O mágico americano David Copperfield foi forçado a revelar “o segredo” de um truque famoso após um participante ter ido à Justiça alegando ter se ferido em uma apresentação em Las Vegas.

O turista britânico Gavin Cox, de 58 anos, entrou com uma ação pedindo indenização por causa de uma queda durante o truque conhecido como “Lucky # 13”, em que 13 pessoas da plateia são escolhidas aleatoriamente para desaparecer no palco.

Cox teve um ombro deslocado e afirma que passou a sofrer de dores crônicas e lesões no cérebro, também em decorrência da queda sofrida quando participava do número.

Copperfield diz ter realizado o truque milhares de vezes sem incidentes.

A grande surpresa – alerta de spoiler – é que ele faz as pessoas escolhidas reaparecerem no fundo do auditório.

Os advogados de Copperfield, tido como o mágico mais bem pago do mundo, argumentaram que revelar o truque o prejudicaria financeiramente, mas um juiz do tribunal distrital de Las Vegas exigiu uma explicação.

Chris Kenner, produtor executivo de Copperfield, divulgou “o segredo” terça-feira na corte.

Ele revelou que depois que as cortinas caem sobre os 13 participantes no palco, eles são conduzidos rapidamente através de passagens no entorno do resort Las Vegas MGM, onde o show é realizado. Ou seja, as pessoas saem do prédio e reaparecem na parte de trás do teatro.

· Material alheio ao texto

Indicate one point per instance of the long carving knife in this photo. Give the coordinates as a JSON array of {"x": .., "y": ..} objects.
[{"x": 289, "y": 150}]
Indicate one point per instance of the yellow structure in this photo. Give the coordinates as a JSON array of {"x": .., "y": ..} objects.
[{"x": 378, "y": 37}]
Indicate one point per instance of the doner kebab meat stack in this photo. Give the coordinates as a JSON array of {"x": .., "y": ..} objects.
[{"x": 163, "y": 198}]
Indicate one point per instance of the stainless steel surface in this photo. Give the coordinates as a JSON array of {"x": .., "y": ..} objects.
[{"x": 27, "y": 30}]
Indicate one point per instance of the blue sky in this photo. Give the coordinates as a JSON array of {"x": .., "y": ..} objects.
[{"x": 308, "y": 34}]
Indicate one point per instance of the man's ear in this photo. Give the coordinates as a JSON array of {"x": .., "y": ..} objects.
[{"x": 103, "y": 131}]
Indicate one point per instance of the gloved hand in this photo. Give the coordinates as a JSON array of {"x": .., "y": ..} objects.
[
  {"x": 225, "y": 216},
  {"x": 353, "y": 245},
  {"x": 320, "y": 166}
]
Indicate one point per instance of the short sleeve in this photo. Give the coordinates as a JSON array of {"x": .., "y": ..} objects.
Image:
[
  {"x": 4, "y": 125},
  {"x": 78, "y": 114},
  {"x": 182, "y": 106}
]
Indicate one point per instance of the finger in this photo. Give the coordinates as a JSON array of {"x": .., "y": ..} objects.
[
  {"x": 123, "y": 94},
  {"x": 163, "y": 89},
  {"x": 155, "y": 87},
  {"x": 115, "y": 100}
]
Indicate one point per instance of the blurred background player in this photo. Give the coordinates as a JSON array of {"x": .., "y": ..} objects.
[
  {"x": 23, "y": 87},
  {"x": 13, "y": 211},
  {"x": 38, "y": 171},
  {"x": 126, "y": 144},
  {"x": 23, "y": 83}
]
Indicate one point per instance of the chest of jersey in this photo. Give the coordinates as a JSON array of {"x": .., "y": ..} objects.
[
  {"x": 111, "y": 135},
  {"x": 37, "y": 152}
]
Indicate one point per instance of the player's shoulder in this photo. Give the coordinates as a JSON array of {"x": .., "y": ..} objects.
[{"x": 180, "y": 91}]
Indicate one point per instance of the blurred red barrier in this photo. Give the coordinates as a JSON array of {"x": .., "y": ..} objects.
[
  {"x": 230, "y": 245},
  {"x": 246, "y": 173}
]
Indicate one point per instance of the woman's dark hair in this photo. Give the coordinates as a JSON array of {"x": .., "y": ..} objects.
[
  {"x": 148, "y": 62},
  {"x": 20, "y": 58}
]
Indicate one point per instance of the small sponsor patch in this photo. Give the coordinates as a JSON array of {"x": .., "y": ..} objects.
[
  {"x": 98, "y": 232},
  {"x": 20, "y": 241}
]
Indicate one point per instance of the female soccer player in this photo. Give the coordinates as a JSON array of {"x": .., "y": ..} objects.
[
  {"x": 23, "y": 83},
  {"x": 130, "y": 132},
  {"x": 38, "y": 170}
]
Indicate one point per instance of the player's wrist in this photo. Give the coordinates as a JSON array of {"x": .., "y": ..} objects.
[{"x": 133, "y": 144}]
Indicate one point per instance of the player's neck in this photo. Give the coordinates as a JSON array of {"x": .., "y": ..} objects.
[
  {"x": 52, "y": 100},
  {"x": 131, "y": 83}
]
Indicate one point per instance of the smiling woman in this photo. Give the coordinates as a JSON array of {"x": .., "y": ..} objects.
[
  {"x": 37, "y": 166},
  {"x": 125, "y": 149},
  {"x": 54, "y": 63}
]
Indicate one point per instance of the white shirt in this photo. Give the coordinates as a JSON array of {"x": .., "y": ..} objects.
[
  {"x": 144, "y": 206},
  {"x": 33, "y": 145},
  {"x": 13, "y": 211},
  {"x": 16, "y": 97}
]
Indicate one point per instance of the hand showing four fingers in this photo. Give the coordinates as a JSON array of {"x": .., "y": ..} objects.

Cox, que é morador de Kent, um condado no sudeste da Inglaterra, caiu enquanto assistentes de palco o conduziam por essas passagens. Ele foi levado para o hospital com um ombro deslocado.

Afirmou, entretanto, que os médicos também diagnosticaram, posteriormente, uma lesão cerebral.

Ação

Na ação que move contra o mágico, o turista alega que desembolsou mais de US$ 400 mil (o equivalente a R$ 1,3 milhão) em despesas médicas, segundo a NBC News.

Seu advogado, Benedict Morelli, disse em suas alegações iniciais que “os acusados tinham o dever de fornecer um ambiente seguro para o público participante”.

Quando Morelli perguntou a Copperfield quem deveria seria culpado por ferimentos ocorridos em participantes da plateia, o mágico respondeu: “Isso dependeria do que aconteceu. Se eu tivesse feito algo errado, seria minha culpa”.

Cox alega que havia entulhos de construção e poeira nas passagens que seu cliente usou, mas Copperfield refutou: disse que andou pelo mesmo caminho mais cedo e que ele estava limpo.

O resort MGM de Las Vegas, que também é réu no processo, usou argumento semelhante.

Por meio do advogado Jerry Popovich, o estabelecimento afirmou que “Cox não escorregou; mas sim tropeçou”.

O julgamento continua, com a expectativa de um novo depoimento de Copperfield na terça-feira.